National PACE Association: PACE 200K - Building for Sustainable Growth and Quality ($467,972 for 3 years)
The Program of All-inclusive Care for the Elderly (PACE) enables nursing home eligible, older adults to remain in their homes and receive coordinated home and community-based health and social services. With the goal of increasing access to PACE, the National PACE Association is scaling proven growth strategies, facilitating financing opportunities, establishing quality guardrails, advancing PACE access policy levers, and creating an advisory and tiered provider recognition program. This grant expects to double the PACE monthly enrollment, engage 25 percent of PACE organizations in a provider recognition learning community and have three to five states adopt the model practices for growth, access and quality, creating a trajectory to achieve a national PACE census of 200,000 by 2028. This initiative is co-funded by West Health and The Harry and Jeanette Weinberg Foundation.
AARP Foundation: Advancing Action - A Reimagined and Enhanced State Scorecard on Long-Term Services and Supports for Older Adults, People with Physical Disabilities and Family Caregivers ($100,000 for 1.5 years)

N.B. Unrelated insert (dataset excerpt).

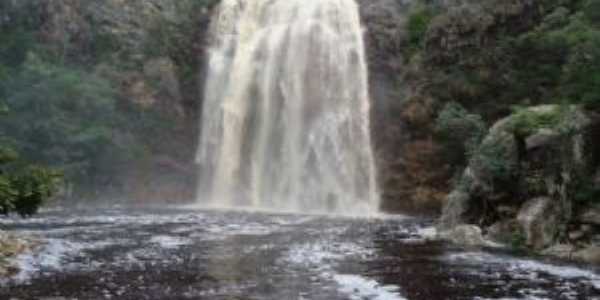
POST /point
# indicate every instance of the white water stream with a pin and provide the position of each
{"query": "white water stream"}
(285, 124)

Beginning in 2011, The SCAN Foundation and the Commonwealth Fund began supporting the AARP Foundation to produce the Long-Term Services and Supports (LTSS) State Scorecard, which examines measures that are tracked by at least 40 states and then ranks the states accordingly on their delivery of LTSS. The Scorecard has developed a reputation as a valuable and effective tool for policymakers, the media, health professionals, researchers and advocates. In this grant, AARP will update the Scorecard with a refreshed framework, indicators and scoring, including with updates related to COVID-19. AARP will explore collecting and analyzing data for the 2023 Scorecard that will address issues including workforce stability, equity and health disparities. This initiative is co-funded by The SCAN Foundation and The Commonwealth Fund.